My room was no less unnerving. A sparse russet coloured room with a single 1970s bed, a single 1970s wardrobe and a sink with a rusted brown stain underneath where the cold tap had been dripping. In true The Shining style it appeared as if my doorframe had received a bit of a pounding at some stage and the eerie silence helped to heighten the "axe-murderer" atmosphere.

I thought this photo summed it up, really. That's my arm of course. But wait.... this photo was taken in 1922 .....so it couldn't have been my arm.......aaaaaaarghhh!


The Dish

The next day we were over to The Parkes Radio Telescope, instrumental in the Moon landings and also the location for the film The Dish, starring Sam Neill, a light-hearted comedy based on those events in 1969.

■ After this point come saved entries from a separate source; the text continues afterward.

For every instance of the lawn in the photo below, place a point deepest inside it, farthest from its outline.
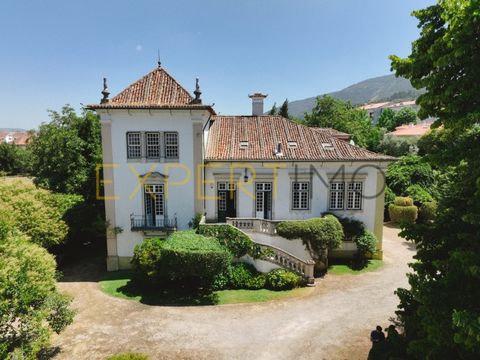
(120, 284)
(348, 269)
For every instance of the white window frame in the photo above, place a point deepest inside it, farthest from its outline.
(153, 148)
(337, 195)
(354, 194)
(171, 146)
(132, 146)
(300, 189)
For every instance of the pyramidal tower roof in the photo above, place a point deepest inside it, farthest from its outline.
(156, 90)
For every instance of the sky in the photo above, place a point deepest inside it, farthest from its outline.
(56, 52)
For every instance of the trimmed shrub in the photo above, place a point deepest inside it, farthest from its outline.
(236, 241)
(403, 214)
(366, 243)
(427, 212)
(184, 258)
(403, 201)
(319, 233)
(281, 279)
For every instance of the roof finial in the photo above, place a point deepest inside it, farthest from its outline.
(105, 92)
(197, 93)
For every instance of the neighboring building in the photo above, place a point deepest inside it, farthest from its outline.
(375, 109)
(19, 138)
(412, 131)
(168, 156)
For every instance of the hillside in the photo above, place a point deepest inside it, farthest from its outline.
(377, 89)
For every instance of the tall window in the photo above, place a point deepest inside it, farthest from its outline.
(153, 145)
(337, 191)
(300, 195)
(354, 196)
(134, 145)
(171, 145)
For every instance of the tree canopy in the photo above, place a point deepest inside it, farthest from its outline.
(441, 311)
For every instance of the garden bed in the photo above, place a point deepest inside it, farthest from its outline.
(121, 285)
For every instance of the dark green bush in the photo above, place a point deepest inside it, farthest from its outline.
(403, 214)
(366, 243)
(403, 201)
(237, 242)
(184, 258)
(281, 279)
(319, 233)
(427, 212)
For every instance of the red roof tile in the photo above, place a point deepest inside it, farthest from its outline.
(263, 133)
(156, 90)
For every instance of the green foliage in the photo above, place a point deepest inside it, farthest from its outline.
(403, 201)
(418, 194)
(427, 212)
(236, 241)
(317, 233)
(281, 279)
(343, 116)
(440, 312)
(185, 258)
(366, 243)
(395, 146)
(409, 170)
(30, 306)
(128, 356)
(403, 214)
(35, 212)
(15, 160)
(283, 111)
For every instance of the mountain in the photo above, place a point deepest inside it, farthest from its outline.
(382, 88)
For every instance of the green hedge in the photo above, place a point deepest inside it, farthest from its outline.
(320, 233)
(403, 214)
(427, 212)
(184, 258)
(403, 201)
(236, 241)
(281, 279)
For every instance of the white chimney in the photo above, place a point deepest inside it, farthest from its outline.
(257, 103)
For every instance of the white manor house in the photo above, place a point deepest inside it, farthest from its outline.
(167, 157)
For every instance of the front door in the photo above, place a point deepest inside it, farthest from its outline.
(154, 205)
(263, 200)
(226, 200)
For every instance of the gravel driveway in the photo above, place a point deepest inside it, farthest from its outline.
(332, 323)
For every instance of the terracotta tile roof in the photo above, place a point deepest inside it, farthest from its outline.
(263, 133)
(20, 138)
(156, 90)
(411, 130)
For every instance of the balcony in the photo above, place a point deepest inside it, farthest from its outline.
(146, 223)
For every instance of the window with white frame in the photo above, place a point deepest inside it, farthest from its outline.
(337, 193)
(354, 195)
(152, 142)
(300, 195)
(171, 145)
(134, 145)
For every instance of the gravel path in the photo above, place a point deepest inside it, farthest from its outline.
(332, 323)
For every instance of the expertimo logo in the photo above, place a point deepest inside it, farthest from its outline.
(243, 175)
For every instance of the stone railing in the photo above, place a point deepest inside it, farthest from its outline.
(256, 225)
(288, 261)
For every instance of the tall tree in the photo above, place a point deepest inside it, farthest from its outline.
(441, 310)
(273, 110)
(284, 110)
(343, 116)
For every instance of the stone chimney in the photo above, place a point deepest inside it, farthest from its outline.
(257, 103)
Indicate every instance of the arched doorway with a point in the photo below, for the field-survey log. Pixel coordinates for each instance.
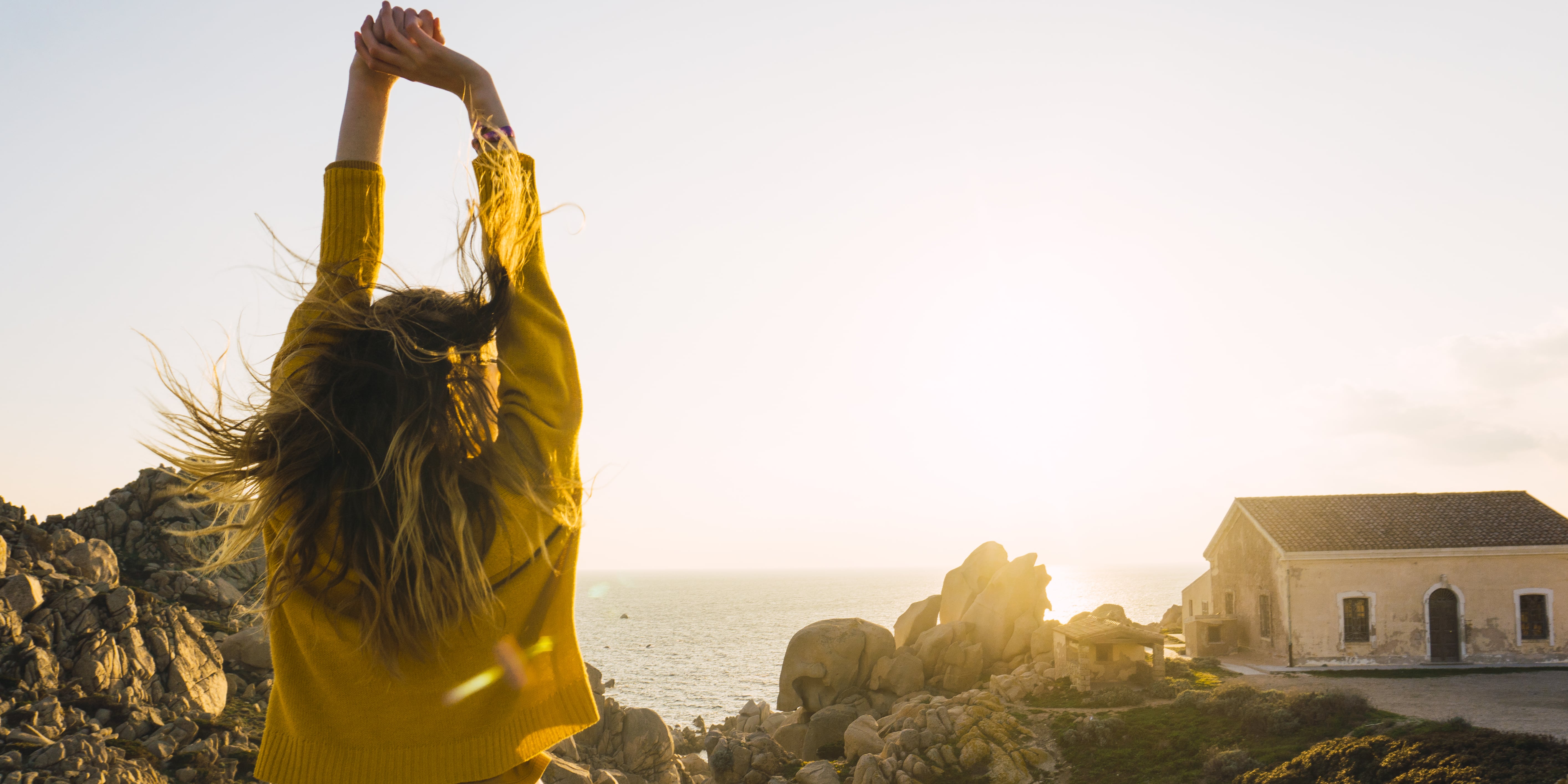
(1443, 625)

The stargazing the night before only sought to make this a more involving visit and halfway through the afternoon, after staring at the dish for a while (it is good to stare at), we were all treated to a clanking and rumbling as it moved a few degrees to the left, presumably to have a gander at Betelgeuse, or something. I was tempted to buy up all the rocket-shaped pencil sharpeners and meteor-shaped erasers in the giftshop, but I'm an adult and don't do that sort of thing now.


Close Encounters


From Parkes we were on to Mount Canobolas, just outside Orange. It's an ex-volcano with a peak that commands stunning views of NSW. When we arrived the sun was beginning to set and we were soon joined by some very nosy kangaroos. They're wild up here, but let us get quite close nonetheless. The sun and the wildlife provided us with some great photo opportunities. Pity, then, that by point my memory card was full and my battery was flat. So as the lithium died I went snap-happy trying to capture the moment while I still could.